The concentration of particulate organic carbon (POC) was determined using a Carbo-Elba elemental analyzer. For the
determination of the absorption coefficient, 1L sample was filtered. All filters were kept in liquid nitrogen until the analysis
at the laboratory. Before filtration for SPM dry weight, 47 mm polycarbonate filters used as recommended by the JGOFS
protocol were pre-combusted at 60°C during one hour in order to remove any trace of organic matter and preweighted. After
filtration, filters were rinsed with a solution of 1.08 M of formiate acid to eliminate salt, and kept in a dessicator in Petri
dishes and re-dried in an owen at 60°C during one hour before the determination of the SPM dry weight using a Perkin Elmer
microbalance. In situ optical parameters are measured from an optical package (WET Labs, Inc.) including a chlorophyll
fluorometer, a 10 cm pathlength beam transmissometer (at the wavelength 660 nm), and a Hydroscat-6 (HOBILabs, Inc.)

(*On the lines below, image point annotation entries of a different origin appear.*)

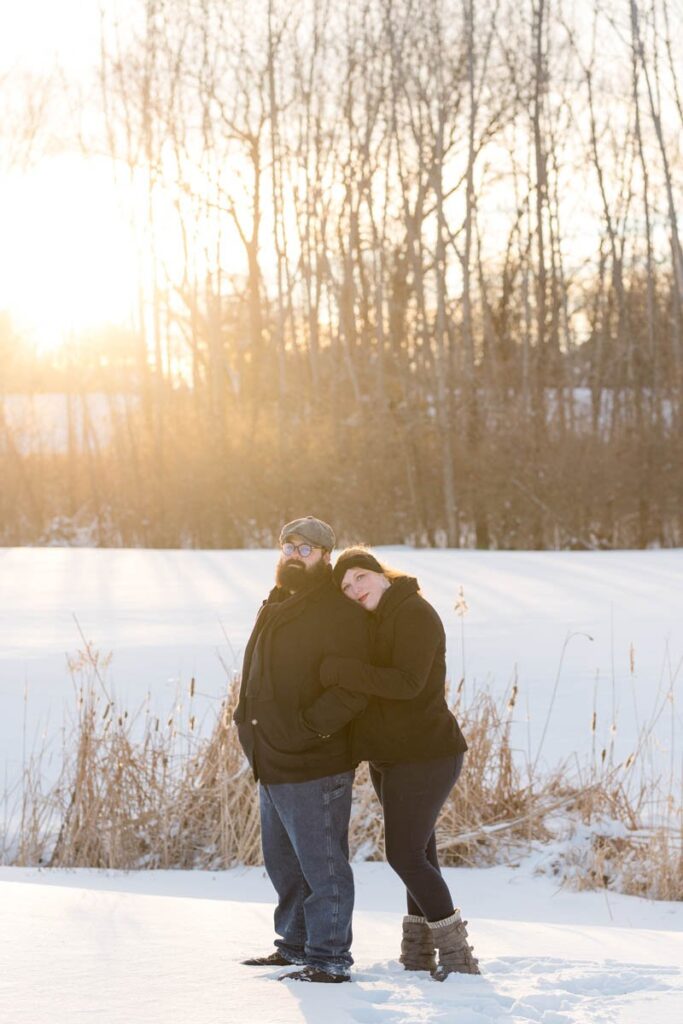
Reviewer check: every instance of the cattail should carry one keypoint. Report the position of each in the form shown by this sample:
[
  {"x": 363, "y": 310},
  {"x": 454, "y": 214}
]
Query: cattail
[{"x": 461, "y": 605}]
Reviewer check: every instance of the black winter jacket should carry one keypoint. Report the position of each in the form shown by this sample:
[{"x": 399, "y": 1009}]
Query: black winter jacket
[
  {"x": 292, "y": 636},
  {"x": 407, "y": 718}
]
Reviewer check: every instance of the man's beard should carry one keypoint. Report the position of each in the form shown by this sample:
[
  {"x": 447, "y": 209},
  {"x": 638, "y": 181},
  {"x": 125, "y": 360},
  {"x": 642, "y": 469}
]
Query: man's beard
[{"x": 295, "y": 576}]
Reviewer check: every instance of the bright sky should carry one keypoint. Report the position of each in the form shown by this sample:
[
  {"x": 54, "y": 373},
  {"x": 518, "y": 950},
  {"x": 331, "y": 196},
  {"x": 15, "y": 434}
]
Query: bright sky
[{"x": 67, "y": 256}]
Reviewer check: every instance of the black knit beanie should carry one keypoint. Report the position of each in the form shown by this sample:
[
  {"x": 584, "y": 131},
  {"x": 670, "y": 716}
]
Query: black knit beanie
[{"x": 354, "y": 560}]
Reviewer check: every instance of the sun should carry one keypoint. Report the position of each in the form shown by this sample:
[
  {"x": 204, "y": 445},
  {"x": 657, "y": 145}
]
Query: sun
[{"x": 68, "y": 255}]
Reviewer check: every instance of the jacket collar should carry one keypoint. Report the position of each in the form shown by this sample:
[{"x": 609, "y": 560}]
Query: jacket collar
[{"x": 399, "y": 590}]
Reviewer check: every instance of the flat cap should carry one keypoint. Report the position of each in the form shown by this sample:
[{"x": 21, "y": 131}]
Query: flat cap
[{"x": 314, "y": 530}]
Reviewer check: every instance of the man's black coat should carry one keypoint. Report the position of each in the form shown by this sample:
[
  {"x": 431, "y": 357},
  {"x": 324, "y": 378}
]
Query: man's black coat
[{"x": 281, "y": 676}]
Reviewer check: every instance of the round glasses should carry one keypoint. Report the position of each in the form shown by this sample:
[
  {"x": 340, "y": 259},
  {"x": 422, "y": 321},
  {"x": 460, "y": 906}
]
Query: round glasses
[{"x": 303, "y": 549}]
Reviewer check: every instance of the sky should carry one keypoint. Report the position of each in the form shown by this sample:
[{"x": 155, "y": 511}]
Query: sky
[{"x": 56, "y": 276}]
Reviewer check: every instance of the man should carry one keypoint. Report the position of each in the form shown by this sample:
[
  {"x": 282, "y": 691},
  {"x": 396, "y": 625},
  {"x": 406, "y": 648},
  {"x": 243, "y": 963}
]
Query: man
[{"x": 305, "y": 778}]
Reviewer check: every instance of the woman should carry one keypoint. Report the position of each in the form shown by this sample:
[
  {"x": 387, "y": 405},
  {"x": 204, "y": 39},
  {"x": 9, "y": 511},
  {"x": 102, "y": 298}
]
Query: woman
[{"x": 413, "y": 742}]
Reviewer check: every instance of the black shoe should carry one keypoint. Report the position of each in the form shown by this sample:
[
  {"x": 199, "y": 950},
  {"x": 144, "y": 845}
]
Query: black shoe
[
  {"x": 314, "y": 974},
  {"x": 273, "y": 960}
]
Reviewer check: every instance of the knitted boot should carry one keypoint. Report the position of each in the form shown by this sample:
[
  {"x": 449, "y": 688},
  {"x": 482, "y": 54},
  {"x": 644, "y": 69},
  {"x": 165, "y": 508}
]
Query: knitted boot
[
  {"x": 417, "y": 945},
  {"x": 455, "y": 952}
]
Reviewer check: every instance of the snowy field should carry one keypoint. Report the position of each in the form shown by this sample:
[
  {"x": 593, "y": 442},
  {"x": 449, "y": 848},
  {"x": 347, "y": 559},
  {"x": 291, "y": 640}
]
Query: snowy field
[
  {"x": 162, "y": 947},
  {"x": 165, "y": 947},
  {"x": 170, "y": 615}
]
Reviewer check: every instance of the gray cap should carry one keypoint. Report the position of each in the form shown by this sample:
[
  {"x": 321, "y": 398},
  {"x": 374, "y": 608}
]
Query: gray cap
[{"x": 314, "y": 530}]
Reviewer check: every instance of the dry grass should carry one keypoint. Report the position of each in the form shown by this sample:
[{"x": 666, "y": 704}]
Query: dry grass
[{"x": 136, "y": 792}]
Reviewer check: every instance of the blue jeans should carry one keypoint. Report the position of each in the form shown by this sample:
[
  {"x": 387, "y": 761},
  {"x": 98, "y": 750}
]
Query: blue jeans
[{"x": 304, "y": 835}]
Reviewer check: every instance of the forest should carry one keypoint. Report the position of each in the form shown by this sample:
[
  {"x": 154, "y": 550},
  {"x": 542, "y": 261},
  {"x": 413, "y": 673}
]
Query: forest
[{"x": 413, "y": 267}]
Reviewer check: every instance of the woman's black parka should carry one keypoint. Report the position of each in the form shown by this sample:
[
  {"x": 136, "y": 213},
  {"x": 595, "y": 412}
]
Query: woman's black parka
[{"x": 407, "y": 717}]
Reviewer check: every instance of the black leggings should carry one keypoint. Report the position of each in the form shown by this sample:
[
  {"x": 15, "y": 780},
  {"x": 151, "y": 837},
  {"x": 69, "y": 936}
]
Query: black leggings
[{"x": 412, "y": 796}]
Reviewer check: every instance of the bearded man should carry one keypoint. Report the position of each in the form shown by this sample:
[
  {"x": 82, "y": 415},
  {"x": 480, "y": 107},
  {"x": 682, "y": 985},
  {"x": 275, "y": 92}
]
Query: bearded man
[{"x": 304, "y": 777}]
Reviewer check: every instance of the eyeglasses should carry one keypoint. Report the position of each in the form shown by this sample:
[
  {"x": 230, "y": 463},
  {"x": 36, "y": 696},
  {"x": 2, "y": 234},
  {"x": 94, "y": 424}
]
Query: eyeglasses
[{"x": 303, "y": 549}]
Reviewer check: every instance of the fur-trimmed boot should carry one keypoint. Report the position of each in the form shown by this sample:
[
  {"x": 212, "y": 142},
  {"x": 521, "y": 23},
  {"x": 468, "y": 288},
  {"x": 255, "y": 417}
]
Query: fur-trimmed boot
[
  {"x": 455, "y": 952},
  {"x": 417, "y": 945}
]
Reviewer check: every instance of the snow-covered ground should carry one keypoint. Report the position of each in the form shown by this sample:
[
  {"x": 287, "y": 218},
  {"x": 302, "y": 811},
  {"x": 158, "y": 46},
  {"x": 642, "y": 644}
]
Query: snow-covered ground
[
  {"x": 170, "y": 615},
  {"x": 163, "y": 947}
]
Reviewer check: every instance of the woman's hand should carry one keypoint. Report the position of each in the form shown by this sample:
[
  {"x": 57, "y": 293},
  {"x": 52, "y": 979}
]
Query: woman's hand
[{"x": 330, "y": 671}]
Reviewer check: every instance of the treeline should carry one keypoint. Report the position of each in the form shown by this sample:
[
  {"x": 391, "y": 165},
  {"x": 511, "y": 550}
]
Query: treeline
[{"x": 414, "y": 266}]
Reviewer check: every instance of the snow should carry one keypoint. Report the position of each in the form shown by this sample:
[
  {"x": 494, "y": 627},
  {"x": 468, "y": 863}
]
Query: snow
[
  {"x": 164, "y": 946},
  {"x": 606, "y": 626}
]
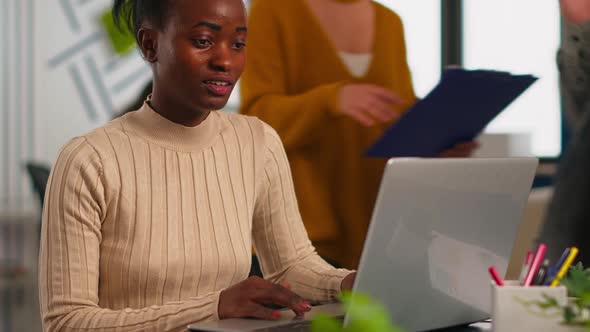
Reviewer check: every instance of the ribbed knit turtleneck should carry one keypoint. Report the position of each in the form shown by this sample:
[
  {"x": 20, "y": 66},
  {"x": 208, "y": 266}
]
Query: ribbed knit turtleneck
[{"x": 146, "y": 221}]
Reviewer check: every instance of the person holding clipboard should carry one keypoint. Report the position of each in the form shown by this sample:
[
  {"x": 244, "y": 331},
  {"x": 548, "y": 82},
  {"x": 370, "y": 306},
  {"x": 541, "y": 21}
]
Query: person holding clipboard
[{"x": 330, "y": 76}]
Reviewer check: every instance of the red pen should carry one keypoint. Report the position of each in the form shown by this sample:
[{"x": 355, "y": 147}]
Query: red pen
[
  {"x": 496, "y": 276},
  {"x": 539, "y": 255},
  {"x": 525, "y": 267}
]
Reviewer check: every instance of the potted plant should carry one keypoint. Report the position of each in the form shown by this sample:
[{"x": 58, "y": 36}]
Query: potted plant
[
  {"x": 363, "y": 314},
  {"x": 576, "y": 312}
]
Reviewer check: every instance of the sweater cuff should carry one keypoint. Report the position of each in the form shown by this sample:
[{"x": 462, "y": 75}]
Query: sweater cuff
[{"x": 333, "y": 97}]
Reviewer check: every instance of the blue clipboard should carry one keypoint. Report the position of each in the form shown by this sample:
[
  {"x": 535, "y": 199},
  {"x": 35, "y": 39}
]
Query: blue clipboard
[{"x": 457, "y": 110}]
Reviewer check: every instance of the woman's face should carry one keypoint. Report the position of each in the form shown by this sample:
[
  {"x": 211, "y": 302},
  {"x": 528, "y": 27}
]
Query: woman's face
[{"x": 201, "y": 51}]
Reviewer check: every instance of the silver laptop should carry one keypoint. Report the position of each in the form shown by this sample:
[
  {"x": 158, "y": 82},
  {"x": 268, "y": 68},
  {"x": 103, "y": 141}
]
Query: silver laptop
[{"x": 437, "y": 226}]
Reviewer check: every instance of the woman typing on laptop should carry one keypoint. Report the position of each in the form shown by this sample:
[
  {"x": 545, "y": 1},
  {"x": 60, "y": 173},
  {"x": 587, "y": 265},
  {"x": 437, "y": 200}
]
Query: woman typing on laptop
[{"x": 149, "y": 220}]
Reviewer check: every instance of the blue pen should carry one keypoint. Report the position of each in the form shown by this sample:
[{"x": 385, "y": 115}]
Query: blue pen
[{"x": 554, "y": 268}]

which measures the optical backscattering at 6 wavelengths (442, 488, 510, 555, 620 and 670 nm). The method used to get
the beam cp(660) from the beam transmissometer is the one used in [23]. The scattering coefficient bp(660) was obtained as
the difference between the beam cp(660) and the measured ap(660) from the filter pad method. The method used to get bbp
from the Hydroscat-6 is described in [24]. The backscattering ratio was calculated as the ratio of the average of bbp values at
620 and 670nm from the Hydroscat-6 to the beam cp(660).
3. RESULTS
3-1. Spatial distribution of biogeochemical and bio-optical parameters
The spatial distribution of physical parameters (temperature, salinity at 5 meters) obtained during the first network of the
Valhybio cruise (22 March to 31 March: Julian Days 82 to 92= 10 days) is shown at Figure 2AB. Fresher (salinity < 34.2)
and colder waters (SST<26) are observed in the South Western lagoon (Stations b08 to a20) and in the South Eastern lagoon
(Station t01 and t17, t04 and t05). They are issued from the two main rivers, the Dumbea river on the west off Noumea city
and the Coulée river at the south of the Noumea city and from rivers at the southern tip of the of the main land (connected to
the large Yate lake). Fresher and colder waters than normal were advected in the lagoon and both low salinity (Fig. 2A) and
colder waters (Fig 2B) are tracers of the rain impact on the lagoon.
Figure 2: Spatial distribution of (A) Temperature, (B) Salinity for the first network (22 March to 31 March: Julian Days 82 to 92= 10 days)
of the Valhybio cruise.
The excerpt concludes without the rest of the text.